PetSmart Charities
- Formation: 1994; 32 years ago
- Tax ID no.: 93-1140967
- Legal status: Foundation
- Purpose: Animal welfare
- Location: Phoenix;
- Region served: North America
- President: Aimee Gilbreath
- Revenue: $68.7 million (2025)
- Website: petsmartcharities.org

= PetSmart Charities =

Non-profit organization

PetSmart Charities and PetSmart Charities of Canada are non-profit organizations dedicated to pet adoption and welfare, with focuses on pet hunger, disaster relief, and access to care. In the United States, PetSmart Charities is the largest financial supporter of animal welfare and among the 400 largest philanthropic organizations working on any issue. Their primary goal is to save the lives of homeless pets through programs such as their In-Store Adoption Centers in many PetSmart locations, grant program for animal welfare agencies across North America, and community adoption events. Support for increasing access to affordable veterinary care is a key priority for the organization.

== History ==

PetSmart Charities was formed in 1994 by PetSmart founders Jim and Janice Dougherty, who made a decision to avoid selling dogs and cats within their stores in favor of showcasing pet adoption programs.

In 2004, PetSmart charities launched The Rescue Waggin’ program, which helped relocate pets from facilities in overpopulated communities to adoption centers in areas where there is more demand and higher chance of adoption. The program was sunset in 2016.

=== Major grants ===
The charity has made major donations to further animal welfare. In 2007, it gave a $420,750 to the University of California-Davis. According to the organization, the fund will be used to finance an urgent need for an academic position dedicated to extending medical knowledge to shelter professionals. In 2006, PetSmart Charities awarded $2.3 million in grants to help disaster relief agencies and animal welfare organizations address the needs of pets abandoned, hurt or lost during hurricanes and other natural disasters. In 2006, it offered a request for proposals for $20,000 matching grants toward the establishment of state animal response teams in the U.S. The SART model is a public-private partnership for preparation and response to animal emergencies.
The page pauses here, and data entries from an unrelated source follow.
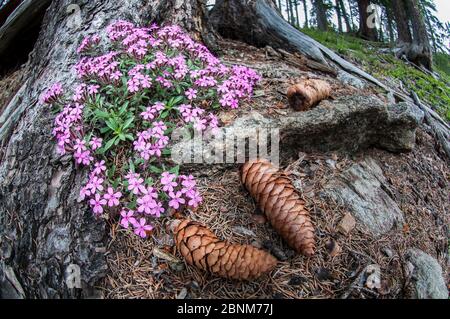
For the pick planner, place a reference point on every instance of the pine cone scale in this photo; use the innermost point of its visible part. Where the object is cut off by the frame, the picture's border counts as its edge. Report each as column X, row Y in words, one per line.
column 201, row 248
column 284, row 209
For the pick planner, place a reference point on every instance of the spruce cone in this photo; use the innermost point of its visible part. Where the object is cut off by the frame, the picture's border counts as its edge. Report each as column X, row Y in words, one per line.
column 284, row 209
column 307, row 94
column 201, row 248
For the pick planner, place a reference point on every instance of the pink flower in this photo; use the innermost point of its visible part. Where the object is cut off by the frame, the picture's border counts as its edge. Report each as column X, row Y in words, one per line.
column 84, row 192
column 99, row 167
column 195, row 199
column 149, row 114
column 158, row 210
column 93, row 89
column 80, row 146
column 191, row 94
column 146, row 204
column 188, row 181
column 141, row 228
column 127, row 218
column 167, row 181
column 95, row 143
column 176, row 200
column 95, row 183
column 52, row 94
column 112, row 198
column 200, row 125
column 97, row 204
column 135, row 185
column 84, row 158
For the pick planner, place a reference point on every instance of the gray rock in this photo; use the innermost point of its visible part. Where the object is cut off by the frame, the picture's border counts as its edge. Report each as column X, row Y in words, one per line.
column 350, row 124
column 360, row 188
column 349, row 79
column 427, row 276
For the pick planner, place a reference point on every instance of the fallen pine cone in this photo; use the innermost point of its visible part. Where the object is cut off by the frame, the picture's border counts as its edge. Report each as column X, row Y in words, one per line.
column 278, row 199
column 307, row 94
column 201, row 248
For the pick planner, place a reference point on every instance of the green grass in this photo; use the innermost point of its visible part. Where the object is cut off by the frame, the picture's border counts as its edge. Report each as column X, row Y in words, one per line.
column 435, row 92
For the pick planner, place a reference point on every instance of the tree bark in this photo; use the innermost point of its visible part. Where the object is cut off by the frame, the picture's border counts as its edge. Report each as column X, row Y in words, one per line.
column 321, row 14
column 390, row 25
column 345, row 16
column 46, row 236
column 401, row 20
column 420, row 51
column 414, row 48
column 305, row 10
column 365, row 31
column 339, row 16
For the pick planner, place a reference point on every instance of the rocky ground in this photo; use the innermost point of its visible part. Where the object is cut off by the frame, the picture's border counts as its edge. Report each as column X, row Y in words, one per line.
column 381, row 218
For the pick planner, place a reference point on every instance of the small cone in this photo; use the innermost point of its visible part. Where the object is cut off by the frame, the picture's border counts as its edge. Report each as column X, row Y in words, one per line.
column 201, row 248
column 307, row 94
column 278, row 199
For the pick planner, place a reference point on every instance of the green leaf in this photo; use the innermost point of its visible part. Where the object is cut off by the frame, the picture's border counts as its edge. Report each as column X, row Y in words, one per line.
column 175, row 170
column 101, row 114
column 105, row 129
column 155, row 169
column 124, row 107
column 128, row 122
column 111, row 125
column 164, row 114
column 109, row 144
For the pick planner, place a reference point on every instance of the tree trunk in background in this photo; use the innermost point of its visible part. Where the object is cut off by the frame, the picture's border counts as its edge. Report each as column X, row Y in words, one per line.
column 339, row 16
column 390, row 25
column 420, row 51
column 345, row 16
column 351, row 13
column 321, row 14
column 296, row 13
column 305, row 9
column 259, row 23
column 365, row 31
column 45, row 234
column 430, row 30
column 401, row 20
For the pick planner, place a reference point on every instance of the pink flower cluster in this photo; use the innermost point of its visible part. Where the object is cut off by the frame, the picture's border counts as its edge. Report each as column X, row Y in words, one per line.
column 51, row 95
column 153, row 71
column 180, row 190
column 104, row 68
column 200, row 121
column 151, row 142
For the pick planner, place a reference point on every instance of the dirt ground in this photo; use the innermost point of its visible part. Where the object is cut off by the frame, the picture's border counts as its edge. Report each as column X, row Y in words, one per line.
column 419, row 184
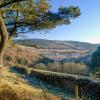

PetSmart Charities gave the largest gift in its history in May 2023, a $6 million grant to name an endowed chair at the UC Davis School of Veterinary Medicine. The grant is part of a $100 million commitment to improve access to veterinary care.

== Funding ==

According to PetSmart Charities, 80 percent of its cash donations occur at customer checkout, a program the retailer has been running since approximately 2004. The average donation is just under $3.

== Animal welfare and adoption support ==

PetSmart Charities fund spay and neuter programs to reduce the number of feral or unwanted animals. As of November 2024, the organization has also provided for the adoption of more than 11 million pets.

Most PetSmart locations have an adoption center to house animals from local animal welfare organizations. PetSmart donates space for each center in their stores, PetSmart Charities funds the cost to build the center, and local animal welfare organizations are invited to bring their animals into the centers. While most stores are equipped with an Everyday Adoption Center that can house cats 24 hours a day, some stores have Enhanced Adoption Centers which lend the ability to also house dogs and include a playroom to meet the animals. The animal welfare organizations are still responsible for the care of the pets, even when placed in an adoption center.

PetSmart Charities also has a program where they will partner with other local animal welfare agencies in order to further the pet adoption process.

PetSmart stores host adoption events by partnering with local animal rescue and welfare organizations. In addition, PetSmart Charities sponsors four national adoption events each year showcasing animals from multiple adoption groups in each store. On average, more than 17,000 pets find a new home during each national adoption event.

PetSmart Charities works with Feeding America and Meals on Wheels to support the distribution of pet food through local channels. In 2023, the organization created Pet Hunger Awareness Day to occur on the last Tuesday of September. PetSmart Charities of Canada provided a grant to Humane Canada to fund a similar initiative and created a map of more than 300 pet food assistance programs in Canada.

The Emergency Relief Waggin' program was formed to quickly deliver emergency supplies to areas that have gone through a type of major disaster or emergency. The trucks are strategically placed at PetSmart owned distribution centers around the country to ensure quick response and deployment.

PetSmart Charities works with the American Red Cross to provide resources and funding to people with pets preparing for or recovering from a disaster. The organization also provides grants to create low-cost and nonprofit veterinary clinics and expand low-cost offerings from existing veterinary providers.